Association of XRCC1 Arg399Gln and RAD51 135 G>C Polymorphisms and Epidemiologic Risk Factors with Colorectal Cancer Among Selected Filipinos
Objectives. Several studies have demonstrated that genetic variants of certain DNA repair genes such as the RAD51 and XRCC1 increase cancer risk substantially. The results were also observed to be race- and tumor site specific. Hence, this study aimed to determine the possible association of XRCC1 Arg399Gln and RAD51 135G>C polymorphisms combined with risk factors of colorectal cancer (CRC) among selected Filipinos.

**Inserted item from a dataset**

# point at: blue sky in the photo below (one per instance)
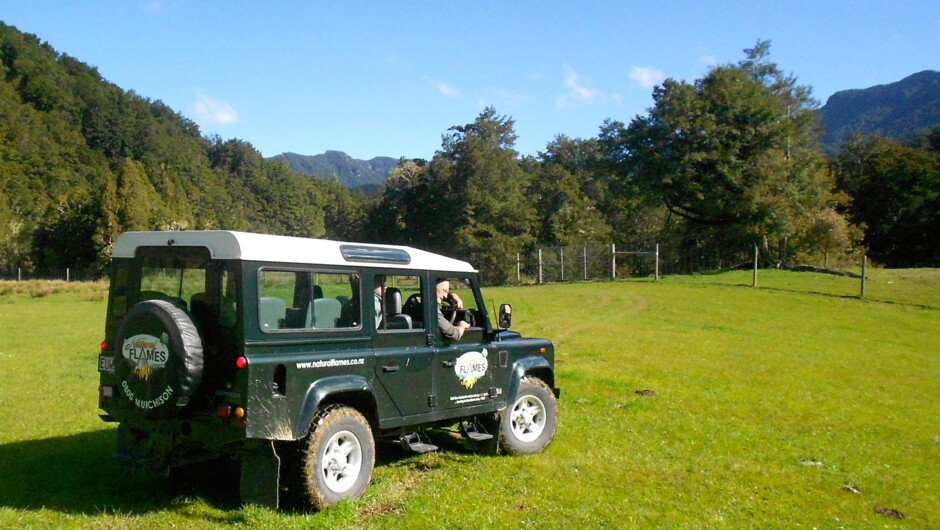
(389, 78)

Methods. Genomic DNA isolated from peripheral blood samples of histologically confirmed CRC patients (n=70) and their age- and sex-matched clinically healthy controls (n=70) were analyzed for polymorphisms of XRCC1 and RAD51 genes by polymerase chain reaction.

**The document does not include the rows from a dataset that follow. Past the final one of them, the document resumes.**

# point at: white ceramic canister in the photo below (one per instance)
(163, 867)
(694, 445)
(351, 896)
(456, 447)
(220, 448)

Results. The genotypic distribution pattern of RAD51 135G>C (p˃0.05) was not significantly different between the CRC cases and controls. Significantly higher incidence (p=0.016) of the XRCC1 GG genotype was noted among the cases (n=34, 49%) compared with controls (n= 20, 29%). Individuals carrying the XRCC1 AG genotype have a lower risk of developing CRC (OR=0.42, 95% CI=0.21-0.85) than the XRCC1 GG genotype. XRCC1 AG genotype combined with alcohol drinking, smoking, or family history of cancer also showed a lower risk of developing CRC. There was no significant association between the genetic variants of RAD51 135G>C and CRC risk. Carriers of both XRCC1 GG and RAD51 CC genotypes showed a 5x higher risk (OR=5.02; 95%; CI=1.0429-24.1283) compared to those carrying other genotype combinations (p=0.028).

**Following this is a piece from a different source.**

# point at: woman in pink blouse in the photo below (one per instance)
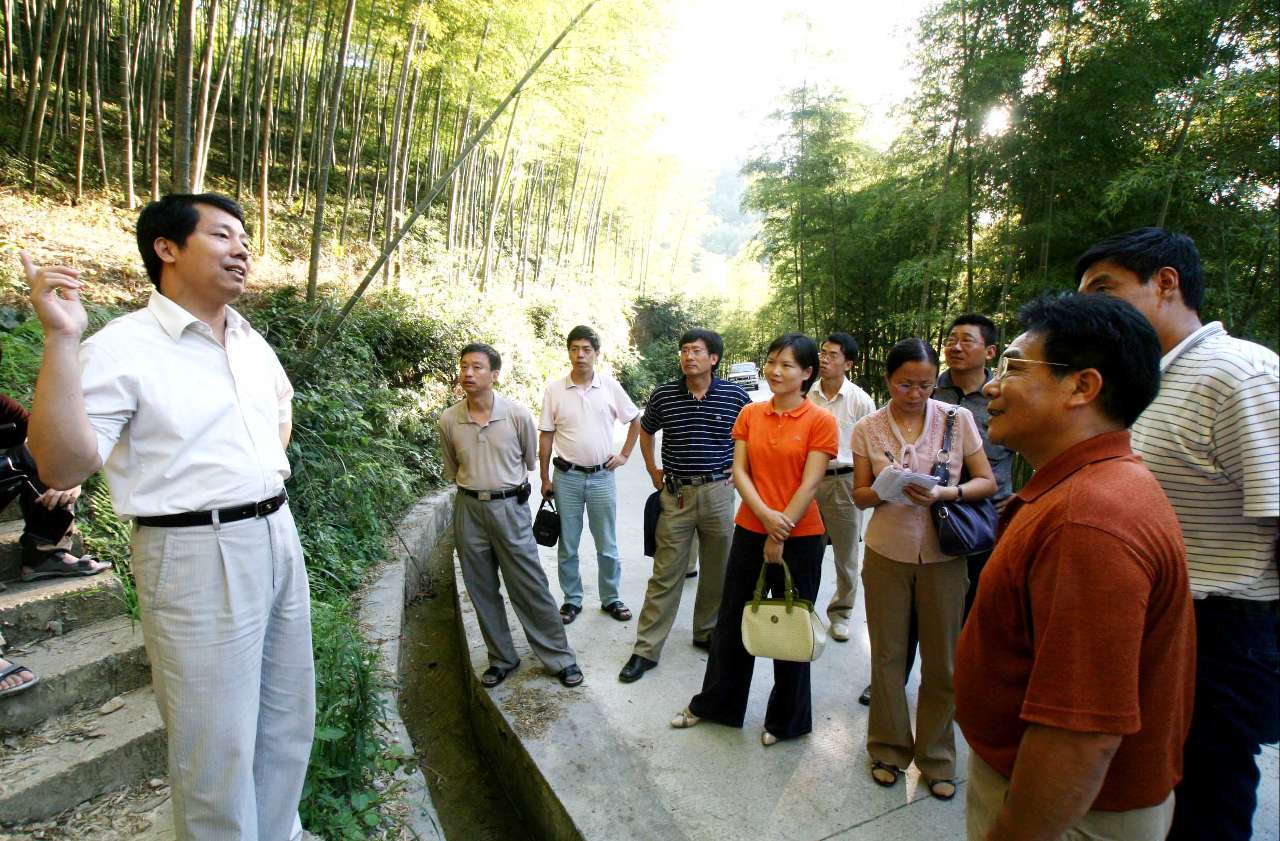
(904, 567)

Conclusions. XRCC1 Arg399Gln but not RAD51 135G>C may be associated with CRC development among Filipinos. Individuals who drink alcohol, smoke tobacco and have a family history of cancer have a lower risk of developing CRC when they are also carrying the XRCC1 AG genotype. The findings may have significant impli cations in designing personalized methods for screening, diagnosing, and treating CRC.